Forced swimming test (Porsolt test) Comparison of immobility time during the last 6 min of an 8 min swim session between control, exposed to ultrasound (US) and treated with fluoxetine ultrasound exposed (US + fluoxetine) groups of Wistar rats (A and C) and Balb/c mice (B). Bars presented as M ± SEM, immobility time shown in seconds. Data compared using one-way ANOVA followed by post-hoc Fisher's LSD test. “A” and “B” diagrams present rats and mice that were subjected to behavioural test on the next day after finishing of US exposure and treatments. “C” diagram shows separate group of Wistar rats that were returned to normal housing for 30 d after 21 d US exposure (also for control group that was housed in individual cages for 21 d).

Social interaction test Time of social contacts between the experimental animal and the juvenile male. This test compared control, exposed to ultrasound (US) and treated with fluoxetine ultrasound exposed (US + fluoxetine) groups of Wistar rats (A) and Balb/c mice (B). Bars presented as M ± SEM, time of social contacts shown in seconds. Data compared using one-way ANOVA followed by post-hoc Fisher's LSD test

«Open Field» Comparison of horizontal activity (travelled distance, A and B) and vertical activity (number of rearings, C and D) between control, exposed to ultrasound (US) and treated with fluoxetine ultrasound exposed (US + fluoxetine) groups of Wistar rats (A and C) and Balb/c mice (B and D). Bars presented as M ± SEM, Data compared using one-way ANOVA followed by post-hoc Fisher's LSD test.

Q PCR-RT Expression of the genes encoding 5HT1A, 5HT2A and SERT in prefrontal cortex (a), hippocampus (b) and midbrain (c) in control and exposed to ultrasound (US) Wistar rat's brain, measured by quantitative real-time PCR. GAPDH gene was selected as reference gene for the analysis. The relative expression level of target genes was calculated using the following formula 2−ΔΔCt ± 2±SD (ΔCt for each group). Data compared with Mann–Whitney test.

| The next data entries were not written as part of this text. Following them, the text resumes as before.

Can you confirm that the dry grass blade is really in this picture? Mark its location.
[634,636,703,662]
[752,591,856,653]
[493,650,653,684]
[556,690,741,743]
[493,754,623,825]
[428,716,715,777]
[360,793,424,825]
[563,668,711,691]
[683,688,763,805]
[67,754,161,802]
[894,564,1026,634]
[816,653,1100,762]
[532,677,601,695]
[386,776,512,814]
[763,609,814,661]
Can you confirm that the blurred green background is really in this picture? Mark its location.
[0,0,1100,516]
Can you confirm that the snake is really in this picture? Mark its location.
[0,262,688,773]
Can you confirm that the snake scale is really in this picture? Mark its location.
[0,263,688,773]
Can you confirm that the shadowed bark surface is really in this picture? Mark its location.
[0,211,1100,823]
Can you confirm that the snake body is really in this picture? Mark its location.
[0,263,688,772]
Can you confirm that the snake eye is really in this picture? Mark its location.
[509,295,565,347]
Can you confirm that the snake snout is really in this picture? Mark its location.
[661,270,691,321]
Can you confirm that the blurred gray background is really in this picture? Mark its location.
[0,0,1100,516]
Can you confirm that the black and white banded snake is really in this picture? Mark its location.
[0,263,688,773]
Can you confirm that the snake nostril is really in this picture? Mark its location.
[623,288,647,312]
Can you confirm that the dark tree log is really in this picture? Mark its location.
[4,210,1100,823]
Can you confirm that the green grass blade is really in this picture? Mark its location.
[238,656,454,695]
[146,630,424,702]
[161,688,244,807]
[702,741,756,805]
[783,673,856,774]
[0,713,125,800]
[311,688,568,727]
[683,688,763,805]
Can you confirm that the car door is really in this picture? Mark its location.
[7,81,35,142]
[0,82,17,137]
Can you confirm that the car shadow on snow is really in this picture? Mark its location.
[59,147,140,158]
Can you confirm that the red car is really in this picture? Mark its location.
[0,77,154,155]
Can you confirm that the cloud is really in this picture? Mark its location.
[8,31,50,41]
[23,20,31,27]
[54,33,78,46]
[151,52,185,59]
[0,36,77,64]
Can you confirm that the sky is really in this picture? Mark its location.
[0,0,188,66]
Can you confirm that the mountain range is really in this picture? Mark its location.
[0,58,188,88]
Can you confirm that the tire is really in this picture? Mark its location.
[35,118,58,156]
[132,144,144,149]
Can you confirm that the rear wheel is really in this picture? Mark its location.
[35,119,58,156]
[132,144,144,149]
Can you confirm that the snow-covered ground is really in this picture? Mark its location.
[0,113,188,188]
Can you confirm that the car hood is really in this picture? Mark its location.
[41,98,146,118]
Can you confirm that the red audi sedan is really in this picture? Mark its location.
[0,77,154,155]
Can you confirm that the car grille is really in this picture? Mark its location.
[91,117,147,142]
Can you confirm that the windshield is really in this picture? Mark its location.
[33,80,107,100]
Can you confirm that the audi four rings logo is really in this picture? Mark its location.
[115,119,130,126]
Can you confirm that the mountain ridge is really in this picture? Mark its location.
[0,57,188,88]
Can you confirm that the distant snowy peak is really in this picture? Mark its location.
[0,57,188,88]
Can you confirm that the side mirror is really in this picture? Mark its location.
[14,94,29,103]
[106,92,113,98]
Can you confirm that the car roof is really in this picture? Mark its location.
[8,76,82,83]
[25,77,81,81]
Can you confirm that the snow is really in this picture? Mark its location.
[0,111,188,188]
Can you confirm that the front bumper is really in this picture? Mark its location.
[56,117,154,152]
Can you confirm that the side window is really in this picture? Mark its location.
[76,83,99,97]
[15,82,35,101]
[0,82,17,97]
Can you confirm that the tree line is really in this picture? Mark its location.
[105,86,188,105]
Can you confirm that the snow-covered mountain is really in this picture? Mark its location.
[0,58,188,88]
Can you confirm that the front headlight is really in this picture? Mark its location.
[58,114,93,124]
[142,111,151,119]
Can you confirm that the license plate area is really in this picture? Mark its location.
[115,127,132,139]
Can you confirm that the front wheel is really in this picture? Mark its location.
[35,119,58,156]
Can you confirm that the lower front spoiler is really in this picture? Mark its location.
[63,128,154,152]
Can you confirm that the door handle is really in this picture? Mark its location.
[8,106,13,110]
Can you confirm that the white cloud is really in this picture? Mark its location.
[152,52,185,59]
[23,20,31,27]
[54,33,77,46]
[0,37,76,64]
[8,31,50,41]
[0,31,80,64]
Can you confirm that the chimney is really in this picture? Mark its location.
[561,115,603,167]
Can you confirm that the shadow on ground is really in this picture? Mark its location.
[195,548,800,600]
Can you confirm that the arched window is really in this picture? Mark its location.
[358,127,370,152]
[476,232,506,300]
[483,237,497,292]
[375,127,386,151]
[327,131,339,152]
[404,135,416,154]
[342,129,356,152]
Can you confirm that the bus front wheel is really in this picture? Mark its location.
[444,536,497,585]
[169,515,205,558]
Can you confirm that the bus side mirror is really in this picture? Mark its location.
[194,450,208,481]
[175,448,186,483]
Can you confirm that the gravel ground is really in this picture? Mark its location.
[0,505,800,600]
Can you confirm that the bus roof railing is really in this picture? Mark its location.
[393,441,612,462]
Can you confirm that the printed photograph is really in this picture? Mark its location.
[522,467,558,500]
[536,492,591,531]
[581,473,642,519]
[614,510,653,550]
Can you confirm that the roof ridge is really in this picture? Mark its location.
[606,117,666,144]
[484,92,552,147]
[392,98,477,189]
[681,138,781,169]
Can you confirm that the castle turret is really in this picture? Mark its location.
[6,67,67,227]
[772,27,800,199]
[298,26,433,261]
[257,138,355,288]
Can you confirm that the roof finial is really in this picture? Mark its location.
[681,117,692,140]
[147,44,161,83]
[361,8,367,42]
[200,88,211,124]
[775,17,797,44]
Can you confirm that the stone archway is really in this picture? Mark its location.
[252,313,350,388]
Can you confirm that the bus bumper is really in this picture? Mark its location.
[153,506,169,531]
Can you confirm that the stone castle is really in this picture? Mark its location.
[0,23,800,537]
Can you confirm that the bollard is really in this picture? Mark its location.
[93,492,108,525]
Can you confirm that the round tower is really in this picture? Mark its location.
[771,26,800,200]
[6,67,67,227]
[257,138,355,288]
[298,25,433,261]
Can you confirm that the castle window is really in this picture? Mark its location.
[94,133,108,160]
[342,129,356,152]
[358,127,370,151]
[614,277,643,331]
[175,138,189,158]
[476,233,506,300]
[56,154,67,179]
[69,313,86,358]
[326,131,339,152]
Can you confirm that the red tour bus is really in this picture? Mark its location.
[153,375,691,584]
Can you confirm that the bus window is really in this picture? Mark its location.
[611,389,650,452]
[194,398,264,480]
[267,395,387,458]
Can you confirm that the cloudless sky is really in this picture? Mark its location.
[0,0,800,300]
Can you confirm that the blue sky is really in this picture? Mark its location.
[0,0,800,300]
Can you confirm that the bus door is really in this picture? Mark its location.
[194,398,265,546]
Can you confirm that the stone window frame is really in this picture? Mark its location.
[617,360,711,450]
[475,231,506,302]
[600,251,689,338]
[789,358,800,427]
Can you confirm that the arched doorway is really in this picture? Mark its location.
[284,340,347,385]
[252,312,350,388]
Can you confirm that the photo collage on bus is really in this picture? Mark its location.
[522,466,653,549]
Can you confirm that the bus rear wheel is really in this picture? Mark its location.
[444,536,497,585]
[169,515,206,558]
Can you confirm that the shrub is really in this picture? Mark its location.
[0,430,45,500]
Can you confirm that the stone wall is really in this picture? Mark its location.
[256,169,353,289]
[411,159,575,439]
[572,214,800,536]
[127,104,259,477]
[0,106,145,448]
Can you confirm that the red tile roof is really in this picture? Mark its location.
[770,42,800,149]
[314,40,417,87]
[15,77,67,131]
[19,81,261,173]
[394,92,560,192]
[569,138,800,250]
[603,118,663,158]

Expression of BDNF and VEGF genes and immunohistochemical staining with anti-BDNF and anti-VEGF antibodies in hippocampus. (A, B) Expression of the genes encoding BDNF and VEGF in control and exposed to ultrasound (US) Wistar rat's hippocampus, measured by quantitative real-time PCR. (C) Fluorescence intensity of BDNF and VEGF expressions in rat hippocampus (CA3). Immunohistochemical analysis of BDNF and VEGF in CA3 zone of rat hippocampus (D,F) Merged images. (E,G) Nuclei of cells stained with DAPI. (H) Immunofluorescence of VEGF in the US group, (J) immunofluorescence of VEGF in the control group, (I) immunofluorescence of BDNF in the US group, (K) immunofluorescence of BDNF in the control group. Laser scanning confocal microscopy. Scale bar, 20 mm

Conclusion: In the present study, it is shown that a depression-like state is induced in rats and mice by a stress-causing situation of chronic informational uncertainty attained by exposure of ultrasonic signals of different frequencies. Depression-like behavior manifests itself in reduced social activity in social interaction test and increased immobility in forced swimming test. The administrated Fluoxetine demonstrated it effectiveness. RT-qPCR and immunohistochemical assay showed dysregulation of serotonergic system and decreased one of the main neurotrophic factors – BDNF. The obtained data allow to conclude that this model meets the main requirements set to animal models of neuropsychiatric disease (face, predictive and construct validity) and can be used in studies of depression-like disorders and in pre-clinical development of new antidepressants.